Monitoring is a big topic. I can attempt to simplify it into a few categories.
- Passive Infrastructure Monitoring: Track CPU, Memory, Load, Uptime, Network, etc
- Log shipping: This is where your services stream their logs and you set alerts or metrics on certain patterns
- Active Monitoring: Ping your servers on a timer for aliveness/health, or a full verification of an API endpoint and its response
- Application Performance Monitoring: Metrics through code injection/addition to view application metrics
The one I want to discuss today is passive monitoring. Unless your career depends on things working all the time, you probably don’t want to second guess yourself or have to manually check if your services or applications are up all the time.

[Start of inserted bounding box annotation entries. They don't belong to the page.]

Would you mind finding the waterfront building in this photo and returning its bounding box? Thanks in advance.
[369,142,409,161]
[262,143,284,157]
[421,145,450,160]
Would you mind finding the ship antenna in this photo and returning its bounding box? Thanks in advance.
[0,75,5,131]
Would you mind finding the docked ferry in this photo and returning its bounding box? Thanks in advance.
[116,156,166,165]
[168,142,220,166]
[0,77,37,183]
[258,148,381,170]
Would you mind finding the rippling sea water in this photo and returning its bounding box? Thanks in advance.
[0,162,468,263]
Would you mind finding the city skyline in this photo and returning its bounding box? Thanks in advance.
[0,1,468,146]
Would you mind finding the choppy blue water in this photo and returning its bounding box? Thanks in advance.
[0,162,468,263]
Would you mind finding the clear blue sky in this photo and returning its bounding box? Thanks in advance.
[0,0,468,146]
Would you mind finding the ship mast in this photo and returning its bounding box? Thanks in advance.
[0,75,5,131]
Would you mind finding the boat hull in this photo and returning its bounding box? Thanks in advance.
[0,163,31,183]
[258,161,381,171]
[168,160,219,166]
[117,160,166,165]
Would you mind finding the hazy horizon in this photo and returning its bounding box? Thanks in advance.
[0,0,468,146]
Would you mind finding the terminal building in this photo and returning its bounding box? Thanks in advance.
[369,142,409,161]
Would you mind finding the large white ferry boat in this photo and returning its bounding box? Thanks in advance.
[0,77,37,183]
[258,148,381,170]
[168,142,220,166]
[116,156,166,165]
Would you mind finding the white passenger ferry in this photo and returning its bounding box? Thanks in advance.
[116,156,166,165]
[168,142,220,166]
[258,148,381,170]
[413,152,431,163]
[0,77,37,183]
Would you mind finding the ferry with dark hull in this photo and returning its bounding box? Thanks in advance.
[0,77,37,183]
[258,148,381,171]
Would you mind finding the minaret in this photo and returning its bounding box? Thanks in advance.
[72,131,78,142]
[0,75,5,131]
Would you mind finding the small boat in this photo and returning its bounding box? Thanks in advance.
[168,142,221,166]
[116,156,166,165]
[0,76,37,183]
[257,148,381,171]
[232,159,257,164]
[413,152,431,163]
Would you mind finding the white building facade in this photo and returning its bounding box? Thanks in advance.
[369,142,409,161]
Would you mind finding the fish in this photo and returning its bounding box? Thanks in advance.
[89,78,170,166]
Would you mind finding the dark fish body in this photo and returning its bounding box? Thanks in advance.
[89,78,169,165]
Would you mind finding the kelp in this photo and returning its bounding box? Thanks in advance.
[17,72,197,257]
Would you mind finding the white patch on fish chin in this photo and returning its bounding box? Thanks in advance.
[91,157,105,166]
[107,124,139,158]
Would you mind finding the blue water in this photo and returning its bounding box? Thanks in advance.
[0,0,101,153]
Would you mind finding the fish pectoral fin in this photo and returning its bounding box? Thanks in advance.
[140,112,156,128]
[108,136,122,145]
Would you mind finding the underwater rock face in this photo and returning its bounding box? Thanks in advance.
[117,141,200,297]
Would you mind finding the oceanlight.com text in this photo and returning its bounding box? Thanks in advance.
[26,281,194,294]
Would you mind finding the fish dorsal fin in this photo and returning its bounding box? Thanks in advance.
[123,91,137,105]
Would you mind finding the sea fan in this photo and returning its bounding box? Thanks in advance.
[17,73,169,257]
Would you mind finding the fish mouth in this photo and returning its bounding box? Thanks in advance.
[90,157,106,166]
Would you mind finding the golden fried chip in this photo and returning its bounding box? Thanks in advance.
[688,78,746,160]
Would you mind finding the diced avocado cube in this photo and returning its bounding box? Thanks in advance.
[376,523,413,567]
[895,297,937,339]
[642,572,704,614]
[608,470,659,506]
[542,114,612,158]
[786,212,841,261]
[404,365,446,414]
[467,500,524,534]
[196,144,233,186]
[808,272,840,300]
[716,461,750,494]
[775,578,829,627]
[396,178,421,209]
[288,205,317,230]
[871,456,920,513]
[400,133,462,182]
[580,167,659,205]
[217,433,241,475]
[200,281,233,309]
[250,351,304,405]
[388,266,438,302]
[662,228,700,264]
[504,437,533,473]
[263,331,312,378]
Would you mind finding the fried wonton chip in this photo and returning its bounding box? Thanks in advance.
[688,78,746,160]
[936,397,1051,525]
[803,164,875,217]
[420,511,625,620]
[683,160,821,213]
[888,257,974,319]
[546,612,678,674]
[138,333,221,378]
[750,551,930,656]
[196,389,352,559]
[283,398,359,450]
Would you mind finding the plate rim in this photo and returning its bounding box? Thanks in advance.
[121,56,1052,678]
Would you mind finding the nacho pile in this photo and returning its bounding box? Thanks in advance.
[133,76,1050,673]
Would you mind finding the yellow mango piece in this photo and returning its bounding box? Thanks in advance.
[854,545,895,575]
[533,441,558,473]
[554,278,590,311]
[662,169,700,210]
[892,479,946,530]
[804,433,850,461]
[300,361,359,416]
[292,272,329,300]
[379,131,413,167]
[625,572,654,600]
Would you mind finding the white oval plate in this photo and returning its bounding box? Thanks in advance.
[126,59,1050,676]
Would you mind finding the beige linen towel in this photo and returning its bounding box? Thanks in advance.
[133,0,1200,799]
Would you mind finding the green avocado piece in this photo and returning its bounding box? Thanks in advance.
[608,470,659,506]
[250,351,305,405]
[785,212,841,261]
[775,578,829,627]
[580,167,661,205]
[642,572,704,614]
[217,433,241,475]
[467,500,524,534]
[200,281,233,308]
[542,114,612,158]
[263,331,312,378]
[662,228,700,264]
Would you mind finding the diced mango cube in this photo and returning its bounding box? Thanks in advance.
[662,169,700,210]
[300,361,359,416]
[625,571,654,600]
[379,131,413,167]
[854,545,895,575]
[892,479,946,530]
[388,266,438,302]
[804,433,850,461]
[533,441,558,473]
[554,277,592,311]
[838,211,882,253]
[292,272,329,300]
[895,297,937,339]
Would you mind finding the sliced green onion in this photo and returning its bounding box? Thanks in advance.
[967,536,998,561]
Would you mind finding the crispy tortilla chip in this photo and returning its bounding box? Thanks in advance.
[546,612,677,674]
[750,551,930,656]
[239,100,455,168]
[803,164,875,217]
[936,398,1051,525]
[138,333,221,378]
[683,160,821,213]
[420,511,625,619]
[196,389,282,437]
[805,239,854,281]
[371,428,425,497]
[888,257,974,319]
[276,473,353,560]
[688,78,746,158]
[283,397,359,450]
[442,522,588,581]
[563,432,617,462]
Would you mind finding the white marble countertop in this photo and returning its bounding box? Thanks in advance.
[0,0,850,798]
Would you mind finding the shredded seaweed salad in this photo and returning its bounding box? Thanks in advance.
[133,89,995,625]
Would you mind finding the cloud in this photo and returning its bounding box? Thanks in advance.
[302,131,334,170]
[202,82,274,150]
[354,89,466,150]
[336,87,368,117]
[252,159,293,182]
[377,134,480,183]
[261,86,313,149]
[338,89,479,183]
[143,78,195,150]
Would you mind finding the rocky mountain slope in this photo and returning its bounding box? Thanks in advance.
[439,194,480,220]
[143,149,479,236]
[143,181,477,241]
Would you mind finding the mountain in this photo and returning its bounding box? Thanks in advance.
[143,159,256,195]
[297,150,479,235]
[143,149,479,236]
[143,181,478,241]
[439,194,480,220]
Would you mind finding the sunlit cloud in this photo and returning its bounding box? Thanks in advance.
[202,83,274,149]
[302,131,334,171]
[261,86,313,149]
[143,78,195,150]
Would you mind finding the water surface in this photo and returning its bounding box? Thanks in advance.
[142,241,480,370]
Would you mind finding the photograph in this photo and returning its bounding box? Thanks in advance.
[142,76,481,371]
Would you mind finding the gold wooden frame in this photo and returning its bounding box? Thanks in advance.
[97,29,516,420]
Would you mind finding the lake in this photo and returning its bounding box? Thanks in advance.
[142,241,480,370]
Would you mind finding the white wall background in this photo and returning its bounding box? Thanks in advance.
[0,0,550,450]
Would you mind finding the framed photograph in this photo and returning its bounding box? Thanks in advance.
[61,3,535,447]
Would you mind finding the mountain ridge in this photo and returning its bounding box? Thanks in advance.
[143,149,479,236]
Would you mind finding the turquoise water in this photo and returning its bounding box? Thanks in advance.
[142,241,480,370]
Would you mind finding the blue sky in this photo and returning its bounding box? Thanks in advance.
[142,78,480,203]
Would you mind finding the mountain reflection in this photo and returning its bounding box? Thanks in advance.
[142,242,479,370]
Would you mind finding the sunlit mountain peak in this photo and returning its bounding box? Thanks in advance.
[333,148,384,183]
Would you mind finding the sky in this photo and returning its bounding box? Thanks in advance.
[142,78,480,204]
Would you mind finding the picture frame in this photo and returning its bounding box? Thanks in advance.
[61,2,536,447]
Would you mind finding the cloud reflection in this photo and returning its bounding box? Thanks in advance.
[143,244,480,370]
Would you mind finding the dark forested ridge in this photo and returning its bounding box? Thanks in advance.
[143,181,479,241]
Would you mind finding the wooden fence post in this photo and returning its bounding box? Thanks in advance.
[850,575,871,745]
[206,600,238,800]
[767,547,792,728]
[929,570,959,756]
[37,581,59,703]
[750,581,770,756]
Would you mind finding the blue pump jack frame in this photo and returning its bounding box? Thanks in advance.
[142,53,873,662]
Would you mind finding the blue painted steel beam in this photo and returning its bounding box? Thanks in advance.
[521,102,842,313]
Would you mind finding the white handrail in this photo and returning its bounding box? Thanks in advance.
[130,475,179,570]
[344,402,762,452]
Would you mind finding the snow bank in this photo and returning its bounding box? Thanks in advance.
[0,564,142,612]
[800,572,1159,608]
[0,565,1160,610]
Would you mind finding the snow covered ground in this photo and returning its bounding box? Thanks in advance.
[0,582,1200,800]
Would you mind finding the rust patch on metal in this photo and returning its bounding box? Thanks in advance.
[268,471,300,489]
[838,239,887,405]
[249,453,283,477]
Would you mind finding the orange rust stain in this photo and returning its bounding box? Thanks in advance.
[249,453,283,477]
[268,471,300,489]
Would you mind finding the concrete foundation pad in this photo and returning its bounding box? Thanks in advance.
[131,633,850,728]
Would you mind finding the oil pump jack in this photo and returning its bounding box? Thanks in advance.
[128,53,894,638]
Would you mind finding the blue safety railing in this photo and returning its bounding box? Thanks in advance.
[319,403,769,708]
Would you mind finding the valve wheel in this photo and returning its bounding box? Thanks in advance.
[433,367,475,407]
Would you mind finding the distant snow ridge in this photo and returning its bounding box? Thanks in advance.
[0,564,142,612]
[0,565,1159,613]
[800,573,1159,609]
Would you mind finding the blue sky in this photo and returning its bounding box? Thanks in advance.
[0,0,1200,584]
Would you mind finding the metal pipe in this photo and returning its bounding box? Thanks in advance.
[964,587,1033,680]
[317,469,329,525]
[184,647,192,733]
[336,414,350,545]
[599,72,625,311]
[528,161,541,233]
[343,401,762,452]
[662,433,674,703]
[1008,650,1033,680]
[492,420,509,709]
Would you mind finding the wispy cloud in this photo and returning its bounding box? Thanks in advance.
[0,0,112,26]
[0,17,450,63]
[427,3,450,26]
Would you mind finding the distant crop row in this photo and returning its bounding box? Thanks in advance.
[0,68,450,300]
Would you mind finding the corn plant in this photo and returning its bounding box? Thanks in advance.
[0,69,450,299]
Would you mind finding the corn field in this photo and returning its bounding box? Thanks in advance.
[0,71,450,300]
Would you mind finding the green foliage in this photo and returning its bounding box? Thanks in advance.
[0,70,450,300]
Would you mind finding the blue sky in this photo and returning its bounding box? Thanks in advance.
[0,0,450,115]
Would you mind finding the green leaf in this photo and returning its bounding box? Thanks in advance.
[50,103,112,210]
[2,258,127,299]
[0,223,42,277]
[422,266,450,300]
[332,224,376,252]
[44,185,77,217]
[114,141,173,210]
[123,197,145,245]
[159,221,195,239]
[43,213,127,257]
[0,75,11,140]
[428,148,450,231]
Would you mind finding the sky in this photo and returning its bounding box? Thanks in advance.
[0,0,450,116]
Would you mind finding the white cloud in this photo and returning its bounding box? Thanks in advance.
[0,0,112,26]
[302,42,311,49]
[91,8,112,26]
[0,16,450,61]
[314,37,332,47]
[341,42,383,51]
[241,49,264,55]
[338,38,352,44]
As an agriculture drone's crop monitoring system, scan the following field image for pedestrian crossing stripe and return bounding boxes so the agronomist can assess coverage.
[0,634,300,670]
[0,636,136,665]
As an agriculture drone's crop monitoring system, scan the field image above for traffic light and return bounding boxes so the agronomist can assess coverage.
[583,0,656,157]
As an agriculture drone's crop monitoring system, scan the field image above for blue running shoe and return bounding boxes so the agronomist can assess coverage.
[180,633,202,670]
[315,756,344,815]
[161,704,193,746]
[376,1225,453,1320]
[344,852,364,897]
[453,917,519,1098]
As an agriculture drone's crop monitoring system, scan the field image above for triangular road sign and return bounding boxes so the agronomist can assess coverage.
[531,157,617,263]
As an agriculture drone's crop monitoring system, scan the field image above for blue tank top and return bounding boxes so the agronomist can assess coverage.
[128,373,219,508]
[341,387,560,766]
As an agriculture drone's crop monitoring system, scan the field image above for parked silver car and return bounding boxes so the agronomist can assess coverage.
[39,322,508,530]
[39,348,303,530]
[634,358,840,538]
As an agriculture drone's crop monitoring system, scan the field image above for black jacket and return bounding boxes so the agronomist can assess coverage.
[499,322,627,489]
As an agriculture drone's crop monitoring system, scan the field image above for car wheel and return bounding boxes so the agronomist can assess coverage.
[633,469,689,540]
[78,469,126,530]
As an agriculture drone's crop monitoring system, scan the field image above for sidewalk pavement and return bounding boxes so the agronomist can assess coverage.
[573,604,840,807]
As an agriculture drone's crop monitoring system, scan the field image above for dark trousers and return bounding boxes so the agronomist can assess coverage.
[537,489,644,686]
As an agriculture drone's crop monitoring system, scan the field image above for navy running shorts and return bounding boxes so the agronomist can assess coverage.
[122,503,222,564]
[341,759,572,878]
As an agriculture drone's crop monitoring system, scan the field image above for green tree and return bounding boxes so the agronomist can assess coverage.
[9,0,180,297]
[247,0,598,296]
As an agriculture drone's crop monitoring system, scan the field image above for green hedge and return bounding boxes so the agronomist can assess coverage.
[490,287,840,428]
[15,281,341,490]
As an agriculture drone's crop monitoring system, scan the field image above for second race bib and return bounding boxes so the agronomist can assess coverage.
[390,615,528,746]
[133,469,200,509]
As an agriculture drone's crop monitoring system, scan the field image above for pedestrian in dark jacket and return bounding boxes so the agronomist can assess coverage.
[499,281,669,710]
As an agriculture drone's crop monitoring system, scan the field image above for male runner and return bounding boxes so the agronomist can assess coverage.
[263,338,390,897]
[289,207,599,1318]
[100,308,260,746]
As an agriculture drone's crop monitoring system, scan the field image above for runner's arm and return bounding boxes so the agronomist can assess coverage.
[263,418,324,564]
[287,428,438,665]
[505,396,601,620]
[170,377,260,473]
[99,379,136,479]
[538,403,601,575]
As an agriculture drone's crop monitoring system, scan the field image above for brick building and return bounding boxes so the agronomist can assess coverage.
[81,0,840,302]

While working on my trading bot (as seen in my portfolio), I often found that some parts of my program were going down all the time. It’s not a huge issue as with docker-compose or Kubernetes, the service will simply be restarted. However that’s not how microservices are meant to work. The solution to errors are not just turn it off and on again. So how would I know if services were restarted? One was it to check docker or kubernetes, but from say a phone while in a restartant prometheus with alerting. It is possible as it would inform me that my services are not behaving as expected and that I should check the logs to debug any further issues.
Another example would be if your application is unstable during load, you’d want to be alerted if CPU or memory has exceeded some threshold so you can find the bottleneck or determine if you need to add more resources to your project. Granted you’ll need something to export node metrics like node-exporter to do this with prometheus.